The secondary listings of Chinese firms booted from American bourses will help Hong Kong’s IPO markets maintain momentum in 2021 and fundraising value, according to a KPMG report.

Despite an economically crippling pandemic, fundraising on Hong Kong’s stock exchange grew 24 percent annually and reached a 10-year high in 2020 140 firms raising $50 billion, according to data compiled by KPMG, which included confirmed listings up until December 1. 

Hong Kong ranks second only behind New York’s Nasdaq with 175 firms raising $52.3 billion, according to Refinitv data.

2021: Repeat Year

KPMG projects that in 2021, 130-150 firms could go public and rise between HK$450 billion and HK$5400 billion ($51.6 billion), reaching similar levels as 2020. 

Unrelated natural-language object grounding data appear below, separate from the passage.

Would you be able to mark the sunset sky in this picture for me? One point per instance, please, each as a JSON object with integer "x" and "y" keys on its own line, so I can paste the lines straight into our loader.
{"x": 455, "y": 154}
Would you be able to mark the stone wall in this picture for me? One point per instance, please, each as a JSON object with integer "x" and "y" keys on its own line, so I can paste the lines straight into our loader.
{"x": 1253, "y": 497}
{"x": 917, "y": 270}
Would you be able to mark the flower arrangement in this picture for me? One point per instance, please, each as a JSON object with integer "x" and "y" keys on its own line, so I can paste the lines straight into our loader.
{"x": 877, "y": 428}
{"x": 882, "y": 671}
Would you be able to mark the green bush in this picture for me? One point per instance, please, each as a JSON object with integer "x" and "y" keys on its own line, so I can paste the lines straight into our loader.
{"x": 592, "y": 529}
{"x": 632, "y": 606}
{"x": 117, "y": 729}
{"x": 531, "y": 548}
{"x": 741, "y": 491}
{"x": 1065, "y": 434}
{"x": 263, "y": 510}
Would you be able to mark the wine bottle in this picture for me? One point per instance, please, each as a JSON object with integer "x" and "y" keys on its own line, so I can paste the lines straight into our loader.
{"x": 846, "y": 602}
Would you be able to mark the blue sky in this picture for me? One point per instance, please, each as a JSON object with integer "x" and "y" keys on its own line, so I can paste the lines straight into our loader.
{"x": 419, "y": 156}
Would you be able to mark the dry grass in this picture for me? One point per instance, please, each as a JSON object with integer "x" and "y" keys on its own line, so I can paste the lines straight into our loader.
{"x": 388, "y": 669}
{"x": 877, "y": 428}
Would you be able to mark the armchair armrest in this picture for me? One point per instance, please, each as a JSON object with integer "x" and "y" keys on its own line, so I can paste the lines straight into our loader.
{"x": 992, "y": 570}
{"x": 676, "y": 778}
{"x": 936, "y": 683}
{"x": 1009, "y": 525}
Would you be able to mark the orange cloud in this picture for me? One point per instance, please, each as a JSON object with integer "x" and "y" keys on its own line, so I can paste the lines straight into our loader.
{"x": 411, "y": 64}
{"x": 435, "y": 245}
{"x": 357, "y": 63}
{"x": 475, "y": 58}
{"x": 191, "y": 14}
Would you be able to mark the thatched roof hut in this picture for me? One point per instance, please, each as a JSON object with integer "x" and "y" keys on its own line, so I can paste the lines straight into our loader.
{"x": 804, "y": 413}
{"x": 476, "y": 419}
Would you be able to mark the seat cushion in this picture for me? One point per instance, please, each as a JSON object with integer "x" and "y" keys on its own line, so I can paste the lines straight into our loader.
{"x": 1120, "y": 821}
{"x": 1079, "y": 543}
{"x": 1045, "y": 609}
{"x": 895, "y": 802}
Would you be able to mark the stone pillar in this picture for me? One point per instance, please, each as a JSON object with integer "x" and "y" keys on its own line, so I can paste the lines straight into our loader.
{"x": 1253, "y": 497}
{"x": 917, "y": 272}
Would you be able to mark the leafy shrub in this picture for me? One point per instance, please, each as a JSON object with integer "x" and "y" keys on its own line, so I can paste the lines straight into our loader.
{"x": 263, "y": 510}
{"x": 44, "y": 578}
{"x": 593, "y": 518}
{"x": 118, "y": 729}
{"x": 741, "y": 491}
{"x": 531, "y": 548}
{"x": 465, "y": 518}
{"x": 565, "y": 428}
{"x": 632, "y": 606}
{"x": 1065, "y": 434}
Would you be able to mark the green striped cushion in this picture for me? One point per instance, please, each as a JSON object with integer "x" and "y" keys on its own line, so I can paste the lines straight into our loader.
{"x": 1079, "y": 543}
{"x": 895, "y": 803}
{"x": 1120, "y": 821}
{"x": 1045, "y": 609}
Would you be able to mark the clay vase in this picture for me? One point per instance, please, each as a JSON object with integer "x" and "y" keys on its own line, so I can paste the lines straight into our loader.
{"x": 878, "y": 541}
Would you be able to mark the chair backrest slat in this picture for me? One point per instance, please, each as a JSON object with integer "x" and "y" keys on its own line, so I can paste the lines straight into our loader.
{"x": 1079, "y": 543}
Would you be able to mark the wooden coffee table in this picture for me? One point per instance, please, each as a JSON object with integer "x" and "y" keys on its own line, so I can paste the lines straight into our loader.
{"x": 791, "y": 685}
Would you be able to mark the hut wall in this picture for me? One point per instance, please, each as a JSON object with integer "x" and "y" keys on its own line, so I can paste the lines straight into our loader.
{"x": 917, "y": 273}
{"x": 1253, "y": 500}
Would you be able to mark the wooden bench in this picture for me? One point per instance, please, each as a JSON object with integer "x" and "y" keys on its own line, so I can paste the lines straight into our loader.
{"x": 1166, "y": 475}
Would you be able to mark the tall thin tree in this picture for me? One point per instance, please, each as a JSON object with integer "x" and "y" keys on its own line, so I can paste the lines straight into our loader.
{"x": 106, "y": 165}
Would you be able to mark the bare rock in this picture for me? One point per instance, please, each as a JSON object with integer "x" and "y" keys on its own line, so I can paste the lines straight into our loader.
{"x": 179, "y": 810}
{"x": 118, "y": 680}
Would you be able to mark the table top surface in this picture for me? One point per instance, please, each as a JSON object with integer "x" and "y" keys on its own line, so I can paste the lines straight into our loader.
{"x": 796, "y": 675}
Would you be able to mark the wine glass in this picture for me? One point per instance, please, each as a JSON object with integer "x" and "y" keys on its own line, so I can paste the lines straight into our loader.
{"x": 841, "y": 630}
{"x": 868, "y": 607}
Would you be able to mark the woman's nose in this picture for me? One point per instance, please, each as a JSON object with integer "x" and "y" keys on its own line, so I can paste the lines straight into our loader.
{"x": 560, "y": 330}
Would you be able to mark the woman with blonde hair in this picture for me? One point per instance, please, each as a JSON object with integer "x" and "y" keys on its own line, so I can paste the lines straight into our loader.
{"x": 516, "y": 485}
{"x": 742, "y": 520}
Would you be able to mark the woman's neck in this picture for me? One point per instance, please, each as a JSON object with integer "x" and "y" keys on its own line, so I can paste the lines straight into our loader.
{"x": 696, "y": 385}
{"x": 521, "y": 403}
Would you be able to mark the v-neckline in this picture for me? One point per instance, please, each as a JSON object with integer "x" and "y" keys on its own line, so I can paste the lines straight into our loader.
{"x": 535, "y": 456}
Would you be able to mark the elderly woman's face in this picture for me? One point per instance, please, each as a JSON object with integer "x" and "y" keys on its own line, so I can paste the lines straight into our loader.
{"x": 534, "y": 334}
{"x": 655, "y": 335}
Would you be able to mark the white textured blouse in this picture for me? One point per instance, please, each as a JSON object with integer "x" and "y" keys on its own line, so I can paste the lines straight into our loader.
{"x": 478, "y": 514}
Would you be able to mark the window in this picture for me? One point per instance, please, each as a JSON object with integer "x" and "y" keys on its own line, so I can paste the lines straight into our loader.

The ‘Big Four’ firm cites increased secondary listings from firms already public in the U.S. as a major driver of fundraising in Hong Kong

U.S. Delistings

More than just an additional funding channel, there are increasing headwinds for Chinese firms in the U.S. that face the legislative force of the White House, most recently the likely signing of a new bill that will require all listed companies to face consistent auditing standards. Though Beijing has signaled reconciliatory desires to comply, it has also cited national security concerns with regards to disclosure.

In addition, Washington has also already passed a ban on investments on entities linked to the Chinese military, a move that has resulted in the removal of some shares from major indices by S&P DJI, FTSE Russell and Nasdaq.